On peut dire que l’art avant était contestataire, je pense au jazz aux Etats-Unis comme vecteur de lutte contre la ségrégation raciale.

Pierre : Mais le jazz ce n’était pas de l’art. Je ne pense pas qu’ils voulaient faire de l’art. Louis Armstrong, à 18 ans il était en prison, c’était un loubard de la Nouvelle-Orléans, il ne s’est pas dit « je veux faire de l’art ».

Est-ce qu’il faut se le dire nécessairement ?

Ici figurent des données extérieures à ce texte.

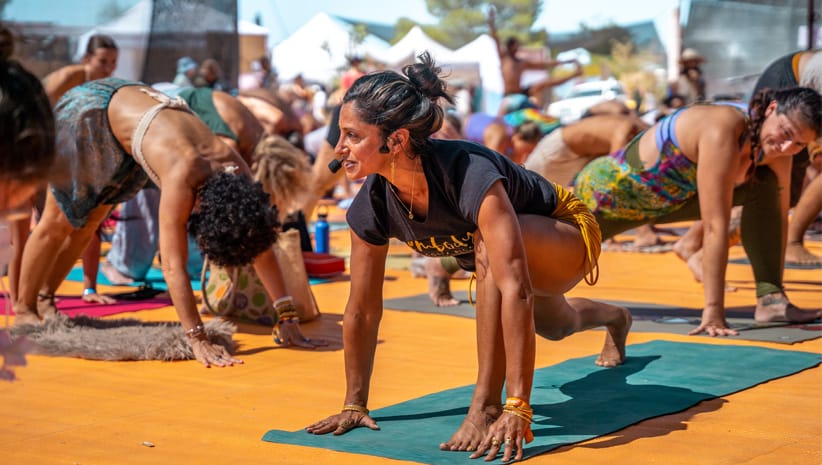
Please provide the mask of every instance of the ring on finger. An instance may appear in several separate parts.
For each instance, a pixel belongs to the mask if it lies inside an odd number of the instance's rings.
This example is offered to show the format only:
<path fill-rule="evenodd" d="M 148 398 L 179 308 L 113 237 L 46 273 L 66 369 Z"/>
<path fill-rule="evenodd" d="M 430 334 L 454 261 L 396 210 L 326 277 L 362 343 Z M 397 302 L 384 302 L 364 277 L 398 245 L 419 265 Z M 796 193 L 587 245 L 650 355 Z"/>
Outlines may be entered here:
<path fill-rule="evenodd" d="M 499 447 L 499 446 L 500 446 L 500 444 L 501 444 L 501 442 L 500 442 L 500 440 L 499 440 L 499 439 L 497 439 L 497 438 L 491 438 L 491 445 L 492 445 L 493 447 Z"/>
<path fill-rule="evenodd" d="M 508 436 L 508 437 L 505 438 L 505 445 L 506 446 L 510 446 L 513 443 L 514 443 L 514 440 L 511 439 L 511 436 Z"/>

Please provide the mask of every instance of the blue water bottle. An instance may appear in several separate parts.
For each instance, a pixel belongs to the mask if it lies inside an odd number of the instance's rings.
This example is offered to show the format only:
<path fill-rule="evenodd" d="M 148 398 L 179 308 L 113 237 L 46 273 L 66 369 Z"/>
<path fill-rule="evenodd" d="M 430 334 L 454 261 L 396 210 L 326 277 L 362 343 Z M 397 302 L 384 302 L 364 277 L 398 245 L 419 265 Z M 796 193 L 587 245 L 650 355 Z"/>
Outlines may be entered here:
<path fill-rule="evenodd" d="M 314 251 L 328 253 L 329 227 L 328 212 L 318 211 L 317 222 L 314 223 Z"/>

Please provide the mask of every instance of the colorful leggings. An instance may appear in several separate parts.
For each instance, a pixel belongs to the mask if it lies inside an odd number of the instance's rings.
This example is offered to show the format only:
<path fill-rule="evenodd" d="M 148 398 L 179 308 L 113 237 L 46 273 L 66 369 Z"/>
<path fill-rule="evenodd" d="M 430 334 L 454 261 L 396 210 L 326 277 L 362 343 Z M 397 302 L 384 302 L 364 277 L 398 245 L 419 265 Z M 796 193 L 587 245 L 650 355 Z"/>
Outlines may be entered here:
<path fill-rule="evenodd" d="M 776 174 L 766 166 L 756 169 L 754 179 L 734 189 L 734 205 L 742 209 L 742 246 L 751 262 L 756 280 L 756 296 L 779 292 L 782 287 L 782 209 Z M 602 238 L 608 239 L 649 220 L 604 219 L 596 215 Z M 676 211 L 651 220 L 655 224 L 698 220 L 699 195 L 687 200 Z"/>

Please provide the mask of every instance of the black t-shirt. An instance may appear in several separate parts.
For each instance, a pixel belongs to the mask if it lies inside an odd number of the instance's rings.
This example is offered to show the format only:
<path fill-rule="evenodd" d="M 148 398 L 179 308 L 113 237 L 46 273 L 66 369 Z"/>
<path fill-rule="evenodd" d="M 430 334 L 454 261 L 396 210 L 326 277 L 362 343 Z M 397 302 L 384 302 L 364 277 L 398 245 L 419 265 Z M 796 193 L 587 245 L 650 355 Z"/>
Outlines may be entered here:
<path fill-rule="evenodd" d="M 556 190 L 549 181 L 499 153 L 467 141 L 431 144 L 432 153 L 421 160 L 428 181 L 428 216 L 408 219 L 388 181 L 373 174 L 346 215 L 357 236 L 374 245 L 397 238 L 428 257 L 456 257 L 460 267 L 473 271 L 479 208 L 494 182 L 502 181 L 519 214 L 550 216 L 556 208 Z"/>

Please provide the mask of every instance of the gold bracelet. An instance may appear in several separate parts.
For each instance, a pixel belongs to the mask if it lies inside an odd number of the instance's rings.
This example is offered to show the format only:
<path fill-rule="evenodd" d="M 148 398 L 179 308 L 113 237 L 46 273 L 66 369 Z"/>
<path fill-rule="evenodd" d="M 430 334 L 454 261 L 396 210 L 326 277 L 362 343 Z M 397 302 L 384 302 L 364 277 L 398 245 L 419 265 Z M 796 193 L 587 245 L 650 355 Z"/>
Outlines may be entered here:
<path fill-rule="evenodd" d="M 528 423 L 531 423 L 534 418 L 534 409 L 528 405 L 528 402 L 519 397 L 508 397 L 505 399 L 505 405 L 502 407 L 502 411 L 518 416 Z"/>
<path fill-rule="evenodd" d="M 528 426 L 525 429 L 525 443 L 528 444 L 534 440 L 534 432 L 531 430 L 531 423 L 534 420 L 534 409 L 531 408 L 528 402 L 519 397 L 508 397 L 505 399 L 502 413 L 514 415 L 528 422 Z"/>
<path fill-rule="evenodd" d="M 358 412 L 362 413 L 363 415 L 368 415 L 368 409 L 363 407 L 362 405 L 357 404 L 345 404 L 342 408 L 343 412 Z"/>
<path fill-rule="evenodd" d="M 524 413 L 522 413 L 518 410 L 514 410 L 514 409 L 510 409 L 510 408 L 503 408 L 502 413 L 507 413 L 507 414 L 513 415 L 515 417 L 520 417 L 523 420 L 527 421 L 528 423 L 531 423 L 533 421 L 532 417 L 530 417 L 530 416 L 528 416 L 528 415 L 526 415 L 526 414 L 524 414 Z"/>

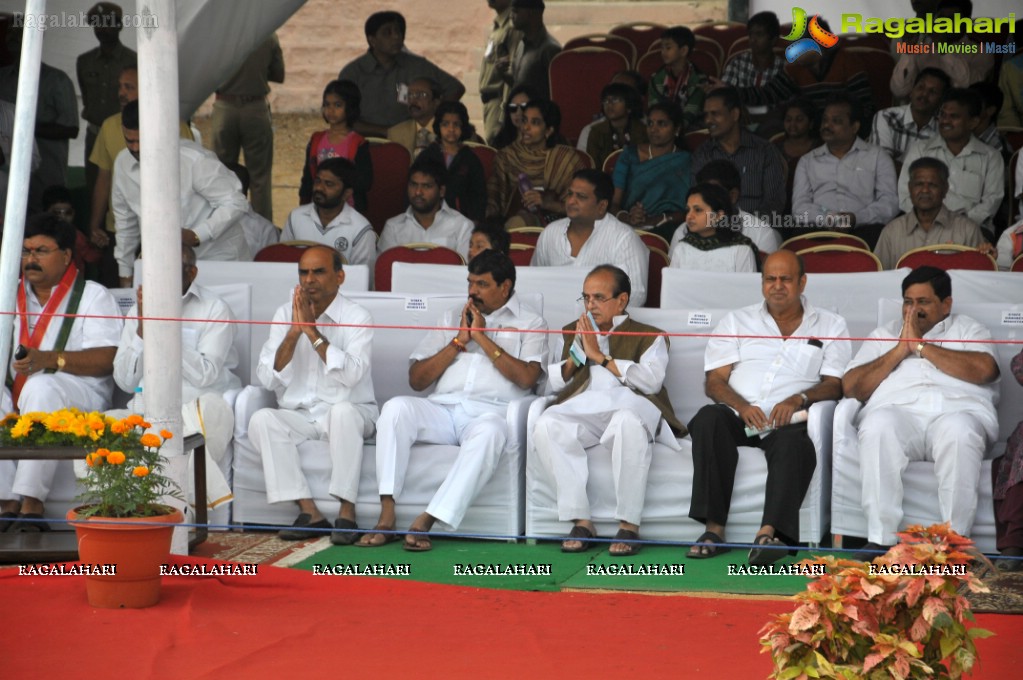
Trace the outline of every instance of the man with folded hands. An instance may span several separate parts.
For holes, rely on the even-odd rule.
[[[764,513],[749,563],[766,565],[799,541],[799,507],[810,488],[817,454],[805,422],[793,415],[814,402],[842,396],[849,363],[845,320],[813,307],[803,289],[798,255],[772,253],[764,262],[762,303],[727,314],[707,343],[705,390],[714,404],[689,422],[693,438],[693,499],[689,516],[707,531],[691,559],[728,552],[725,524],[732,503],[739,446],[767,457]],[[799,420],[799,419],[795,419]],[[759,430],[761,434],[747,434]]]

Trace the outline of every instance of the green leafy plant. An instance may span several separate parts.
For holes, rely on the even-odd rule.
[[[993,635],[973,621],[968,589],[987,592],[970,571],[970,539],[947,524],[908,527],[901,542],[870,564],[832,556],[760,633],[778,680],[961,678],[977,660],[974,640]],[[913,572],[916,575],[907,575]]]
[[[153,517],[170,512],[164,496],[180,498],[177,485],[164,474],[160,447],[171,438],[147,432],[141,416],[111,418],[102,413],[61,409],[53,413],[10,414],[0,421],[0,445],[17,447],[80,446],[85,454],[85,487],[78,500],[82,517]]]

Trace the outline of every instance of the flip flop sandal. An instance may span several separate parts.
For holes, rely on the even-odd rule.
[[[788,555],[788,546],[774,536],[758,534],[753,543],[755,547],[749,551],[749,558],[747,559],[753,566],[763,567],[773,564]]]
[[[707,543],[707,541],[710,541],[710,543]],[[703,535],[696,539],[696,543],[689,548],[689,552],[686,553],[686,557],[691,560],[706,560],[711,557],[717,557],[718,555],[724,555],[726,552],[731,552],[731,548],[718,545],[724,542],[725,539],[721,538],[713,531],[705,531],[703,532]],[[696,552],[693,552],[694,550]]]
[[[629,543],[629,541],[639,540],[639,532],[636,531],[631,531],[629,529],[619,529],[618,533],[615,534],[614,540],[616,543],[618,542],[626,543],[626,547],[625,550],[622,550],[620,552],[612,552],[611,549],[608,548],[607,553],[611,557],[632,557],[633,555],[638,555],[639,551],[643,549],[642,543]]]
[[[568,538],[561,541],[561,552],[563,553],[582,553],[590,549],[590,541],[596,538],[597,535],[584,527],[581,524],[576,524],[572,527],[572,530],[568,532]],[[582,545],[578,548],[566,548],[565,541],[581,541]]]

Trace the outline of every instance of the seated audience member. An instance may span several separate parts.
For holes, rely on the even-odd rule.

Pierre : Justement pour répondre à ta question, pour moi l’art n’est pas subversif, il l’a peut-être été, mais je n’y crois pas. Avant, c’étaient les rois, les cours qui finançaient les artistes. Frank Lepage explique ça bien1, par exemple Jack Lang en 81, ministre français de la culture, entérine l’idée que la culture égale l’art : les gens n’ont pas de culture. L’art ce sont des experts qui produisent des trucs contemporains et qui ne doivent justement absolument pas avoir de discours politique, qui font des trucs grandiloquents mais sans aucun fond. L’artivisme consiste justement à renouer avec le côté politique de l’art, renouer ou l’instaurer…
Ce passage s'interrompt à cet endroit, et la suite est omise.